Apparently, Valentines day is like the time of year that I always have trouble with. I have nobody to share it with and it kind of pisses me off that I see all these lovey-dovey types making single people feel like shit. I am a single person, as of right now, and I hate seeing all the type of public displays of affection, only because I am not the one doing them. It makes me feel awful inside and makes me feel like its hopeless to continue searching for that special someone that I will be able to have a relationship with.
Back to the reason,
I recently went out and to my surprise, I was approached by a rather attractive women who within her current state had confused me with somebody she thought she knew. I explained that i wasn't said person and she was ok. I made to hang up my coat and she thought I was leaving. I told her I was just hanging up my coat. She then told me I was an attractive man. Whoa! This doesn't happen all that often. I thanked her and went to the other side of the bar. I told myself at the time that I didn't want to take advantage of her. I was wrong, I called myself an idiot when I woke up in the morning by myself.
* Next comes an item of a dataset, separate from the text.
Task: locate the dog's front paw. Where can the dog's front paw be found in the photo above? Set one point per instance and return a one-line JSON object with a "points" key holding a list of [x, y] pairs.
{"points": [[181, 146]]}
I think I was scared because of the infrequent attempts that women have had towards me, I didn't know how to react, but the biggest thing was that I didn't know what to say. Which is why I say i can't talk. My freinds all give me crap about how I warrant a pity fuck because its been years, but I don't think that is the way I want to go. I really just am confused and because of Valentine's Day, I get super confused. I don't know how to talk to women in general, but I also know that I am not trying either. Mainly for the reason that I promised myself that I wouldn't get involved with a women while I was finishing school. That worked for about four years, then I somehow turned on a women so much that she ended up turning me on and we had sex. Good sex, but still missing something. It wasn't her fault either, it was mine. I think too much. I know that doesn't sound very good, or convincing, but it was that lack of me finishing and the words, "I think we're done here." that have not really encourged me to go out and find another women who can fail at getting me off. That isn't a challenge, I don't want the distractions. I want to graduate from college, find a descent job, and find a women who can complete me, have kids, grow old together. That is all i want, is that too difficult to ask for?